The sky is falling for most artists and companies in the music business, but not all. Universal Music Group (UMG) announced earlier this week that their gross income was about even with last year at this time. Given the economy and the fact that a 20% loss is actually considered good, UMG had a great year.
The company had sales of a bit over a billion dollars, with digital sales comprising about 28% of gross revenue. What's more, digital sales were up by almost the same amount over last year. Although CD sales fell by a bit more than 9%, the loss was offset by an increase of the same amount in artist services and merchandise sales (from 360 deals?).
As a Universal exec said to me in private, "We still sell an awful lot of CDs, and we have a lot more income sources than we used to."
So what does this mean? Say what you will about UMG, but they seem to have figured something out. The rest of the industry's income takes a bath and theirs stays flat (which is a win in this economy). Digital sales stay flat for the rest of the industry while theirs is up 28%.

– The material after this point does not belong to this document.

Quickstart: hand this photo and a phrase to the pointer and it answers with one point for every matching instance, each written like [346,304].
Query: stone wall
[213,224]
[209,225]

I'm a big proponent of Music 3.0 (have a book coming out about it, as you know if you read this blog regularly), and believe that it's a big part of the new music business, but the fact of the matter is that not many artists have broken out of the noise of the Web despite the advantages it provides. And, the vast majority of artists selling even the meager numbers of units that we see on the charts every week are still tied to a major label or large indie.
So who will be the first artist to really take Music 3.0 to the next level and break out big? It will happen some day, the question is only, when?